Equifax has attempted to kick out the mass lawsuits taken out against the firm following last year’s data breach by insisting they are based on an “attenuated theory of liability” that is unprecedented, arguing that a 566-page complaint dossier on behalf of consumers is “long on words” but “short on operative facts”.
In the US, Equifax attorney David Balser, a partner at King & Spalding in Atlanta, argued that claims brought by credit unions, banks and associations for financial institutions were “far fetched” as the vast majority of plaintiffs lacked standing to sue in a federal court because they had no injuries from the breach; just speculation about the increased risks of ID theft.
Equifax also argued it owed no duty of care to safeguard the personal information of its customers, citing a May 11 decision by the Georgia Court of Appeals in McConnell v. Georgia Department of Labor.
In that case, the appeals court found that the Georgia Department of Labor owed no such duty to more than 4,000 applicants for unemployment benefits, despite inadvertently exposing their Social Security numbers and other data in an email.
Norman Siegel, a partner at Siegel Teitelbaum & Evans who is acting as an attorney for the consumer plaintiffs, said in a statement. “[That is an]extraordinary position Equifax is taking here – that it does not owe a duty to Americans to keep their data protected.
“This position is contrary to the public statements Equifax has made, including its former CEO’s testimony before Congress that ‘We at Equifax clearly understood that the collection of American consumer information and data carries with it enormous responsibility to protect that data. We did not live up to that responsibility.’”

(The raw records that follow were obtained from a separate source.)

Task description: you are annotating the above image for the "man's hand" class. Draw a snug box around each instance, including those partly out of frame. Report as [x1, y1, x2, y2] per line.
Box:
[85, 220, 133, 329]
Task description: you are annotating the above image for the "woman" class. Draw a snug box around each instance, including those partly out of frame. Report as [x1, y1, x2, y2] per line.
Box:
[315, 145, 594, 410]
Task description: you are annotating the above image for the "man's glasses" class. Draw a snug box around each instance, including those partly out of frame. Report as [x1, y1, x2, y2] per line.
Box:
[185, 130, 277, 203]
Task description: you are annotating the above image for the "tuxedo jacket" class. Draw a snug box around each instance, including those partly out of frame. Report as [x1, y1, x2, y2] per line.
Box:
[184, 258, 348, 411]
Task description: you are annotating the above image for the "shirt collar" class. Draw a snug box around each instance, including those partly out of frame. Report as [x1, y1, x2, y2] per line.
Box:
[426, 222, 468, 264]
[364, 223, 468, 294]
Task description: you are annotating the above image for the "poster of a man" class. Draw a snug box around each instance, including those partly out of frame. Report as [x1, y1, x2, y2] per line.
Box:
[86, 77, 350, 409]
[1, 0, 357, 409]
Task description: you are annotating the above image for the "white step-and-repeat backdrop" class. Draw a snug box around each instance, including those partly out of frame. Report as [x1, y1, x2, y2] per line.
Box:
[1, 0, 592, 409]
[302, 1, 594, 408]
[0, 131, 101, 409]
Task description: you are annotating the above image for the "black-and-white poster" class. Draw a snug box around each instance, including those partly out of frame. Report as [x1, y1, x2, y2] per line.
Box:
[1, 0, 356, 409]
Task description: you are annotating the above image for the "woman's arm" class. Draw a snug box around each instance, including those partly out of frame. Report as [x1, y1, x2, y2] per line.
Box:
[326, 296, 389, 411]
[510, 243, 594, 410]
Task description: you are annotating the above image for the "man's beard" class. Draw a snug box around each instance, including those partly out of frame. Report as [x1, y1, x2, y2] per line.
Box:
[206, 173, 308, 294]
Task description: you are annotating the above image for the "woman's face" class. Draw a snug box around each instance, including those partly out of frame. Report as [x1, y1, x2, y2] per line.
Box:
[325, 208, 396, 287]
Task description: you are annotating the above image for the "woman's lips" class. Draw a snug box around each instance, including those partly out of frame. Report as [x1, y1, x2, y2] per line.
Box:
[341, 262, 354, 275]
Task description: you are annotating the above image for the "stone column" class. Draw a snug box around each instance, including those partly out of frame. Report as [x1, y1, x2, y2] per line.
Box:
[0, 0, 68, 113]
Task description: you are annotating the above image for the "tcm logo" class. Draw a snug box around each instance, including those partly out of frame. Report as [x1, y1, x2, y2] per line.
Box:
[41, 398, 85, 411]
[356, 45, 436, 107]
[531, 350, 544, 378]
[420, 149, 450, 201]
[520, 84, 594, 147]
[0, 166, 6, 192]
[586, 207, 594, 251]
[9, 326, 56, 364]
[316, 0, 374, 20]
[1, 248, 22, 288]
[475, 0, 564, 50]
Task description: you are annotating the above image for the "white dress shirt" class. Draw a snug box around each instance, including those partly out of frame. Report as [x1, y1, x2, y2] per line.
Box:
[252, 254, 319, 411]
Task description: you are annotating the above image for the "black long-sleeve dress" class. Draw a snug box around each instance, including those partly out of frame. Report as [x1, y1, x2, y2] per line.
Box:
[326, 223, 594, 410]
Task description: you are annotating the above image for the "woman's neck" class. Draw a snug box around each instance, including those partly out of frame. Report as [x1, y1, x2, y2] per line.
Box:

US District Judge Thomas Thrash of the Northern District of Georgia is overseeing more than 400 lawsuits filed over the breach in the US, which also affected 15 million Briton.
The firm, which suffered what some believe is the biggest – and most expensive – data breach in history, has been heavily criticised for its handling of the issue ever since it emerged on September 8 last year.
There has been a catalogue of disastrous media coverage for the business, including claims that it discovered the hack on July 29, but waited nearly six weeks to warn customers; before it went public on the attack, three Equifax senior executives allegedly sold shares in the company worth almost $1.8m; and that the hackers used a vulnerability which was well known in cybersecurity circles.
In April, Equifax hired private equity firm Warburg Pincus’ managing director Mark Begor to lead the company, following the “retirement” of CEO Richard Smith in the wake of the scandal, which affected up to 185 million accounts in the US, Canada and the UK.